26 novembre 2000, Serie A, Roma – Fiorentina 1-0
Batistuta se ne sta in piedi da solo sulla trequarti di campo della Roma. Ha lo sguardo piantato sul terreno dell’Olimpico per nascondere le lacrime che traboccano dai suoi occhi. In un attimo i suoi compagni gli sono addosso. Lo abbracciano tutti. Guigou, Zago, Aldair, Tommasi, Totti, Zebina, Montella e Candela. Nonostante si trovi nel centro esatto di quel groviglio di uomini, Gabriel Batistuta non si è mai sentito così solo. Ha appena reso realtà il suo incubo peggiore: segnare un gol decisivo contro la “sua” Fiorentina. E lo ha anche fatto a modo suo.
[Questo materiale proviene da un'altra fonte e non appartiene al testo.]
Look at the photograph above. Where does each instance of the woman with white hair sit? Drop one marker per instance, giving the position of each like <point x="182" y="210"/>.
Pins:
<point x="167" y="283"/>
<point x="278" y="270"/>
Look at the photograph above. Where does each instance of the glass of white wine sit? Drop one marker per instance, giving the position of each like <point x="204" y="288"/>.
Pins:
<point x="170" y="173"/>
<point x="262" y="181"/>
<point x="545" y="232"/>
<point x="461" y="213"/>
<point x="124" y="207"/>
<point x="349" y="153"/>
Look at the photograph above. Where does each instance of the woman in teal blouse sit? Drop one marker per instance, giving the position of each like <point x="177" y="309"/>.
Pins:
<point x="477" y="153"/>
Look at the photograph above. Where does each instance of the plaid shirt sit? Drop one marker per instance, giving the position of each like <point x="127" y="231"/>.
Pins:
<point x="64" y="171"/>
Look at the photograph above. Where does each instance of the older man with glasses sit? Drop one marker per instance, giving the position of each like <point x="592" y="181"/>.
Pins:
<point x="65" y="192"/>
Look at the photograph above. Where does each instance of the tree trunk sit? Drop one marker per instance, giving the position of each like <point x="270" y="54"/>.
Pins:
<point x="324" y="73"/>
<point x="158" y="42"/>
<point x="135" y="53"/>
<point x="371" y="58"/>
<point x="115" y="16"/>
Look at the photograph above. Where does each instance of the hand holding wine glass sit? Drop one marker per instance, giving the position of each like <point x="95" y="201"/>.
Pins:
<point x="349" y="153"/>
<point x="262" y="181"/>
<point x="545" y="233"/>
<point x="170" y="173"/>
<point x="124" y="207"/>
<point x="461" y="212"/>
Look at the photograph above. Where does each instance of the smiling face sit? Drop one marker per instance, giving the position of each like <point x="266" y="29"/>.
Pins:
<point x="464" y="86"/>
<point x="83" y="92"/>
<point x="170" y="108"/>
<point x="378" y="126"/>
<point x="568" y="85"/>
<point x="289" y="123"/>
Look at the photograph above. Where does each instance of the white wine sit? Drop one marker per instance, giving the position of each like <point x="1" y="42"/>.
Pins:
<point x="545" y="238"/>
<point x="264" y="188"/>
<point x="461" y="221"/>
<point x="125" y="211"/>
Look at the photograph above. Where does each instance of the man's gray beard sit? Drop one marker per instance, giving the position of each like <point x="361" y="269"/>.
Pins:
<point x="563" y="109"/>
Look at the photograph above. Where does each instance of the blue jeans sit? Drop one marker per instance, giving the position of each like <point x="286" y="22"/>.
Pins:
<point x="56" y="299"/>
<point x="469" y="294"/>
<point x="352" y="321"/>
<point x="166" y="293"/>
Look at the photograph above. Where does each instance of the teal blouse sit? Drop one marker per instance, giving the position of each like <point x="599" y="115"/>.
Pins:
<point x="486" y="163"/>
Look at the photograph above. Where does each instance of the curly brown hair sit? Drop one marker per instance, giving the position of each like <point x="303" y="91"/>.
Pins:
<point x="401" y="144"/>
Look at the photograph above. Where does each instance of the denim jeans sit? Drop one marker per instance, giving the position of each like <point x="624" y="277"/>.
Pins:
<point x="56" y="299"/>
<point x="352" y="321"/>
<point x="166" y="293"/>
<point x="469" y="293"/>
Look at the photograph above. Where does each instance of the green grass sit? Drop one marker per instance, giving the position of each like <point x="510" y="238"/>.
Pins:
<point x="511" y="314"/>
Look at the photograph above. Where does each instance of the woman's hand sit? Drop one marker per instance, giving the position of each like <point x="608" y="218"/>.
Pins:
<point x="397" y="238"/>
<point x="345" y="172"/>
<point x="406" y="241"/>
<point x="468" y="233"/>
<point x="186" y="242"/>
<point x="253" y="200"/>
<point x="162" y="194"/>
La Roma, il club che lo aveva acquistato in estate per una settantina di miliardi ha faticato a trovare spazi fino al minuto numero 83. Poi Zago aveva alzato uno strano pallone all’indietro per Gianni Guigou che con la fronte aveva allargato sulla destra qualche metro prima dell’area di rigore. Bati si era girato, aveva fatto rimbalzare il pallone e poi aveva calciato. È un colpo che assomiglia a un quadro futurista, dove il soggetto acquista valore solo se viene colto nell’essenza del suo movimento. La sfera si smaterializza dalla scarpa di Gabriel e poi ricompare in rete, alle spalle di Francesco Toldo, una frazione di secondo più tardi. In quell’istante Batistuta sembra il personaggio di un libro di Antoine Volodine: è vivo e morto insieme. Ma è il prezzo che deve pagare per quella sua disperata rincorsa a un titolo che non è mai riuscito a vincere. Così resta lì, fermo sul prato dell’Olimpico.
Un uomo solo al centro di un abbraccio infinito, un attaccante che in una notte è riuscito a far piangere due città per motivi completamente diversi.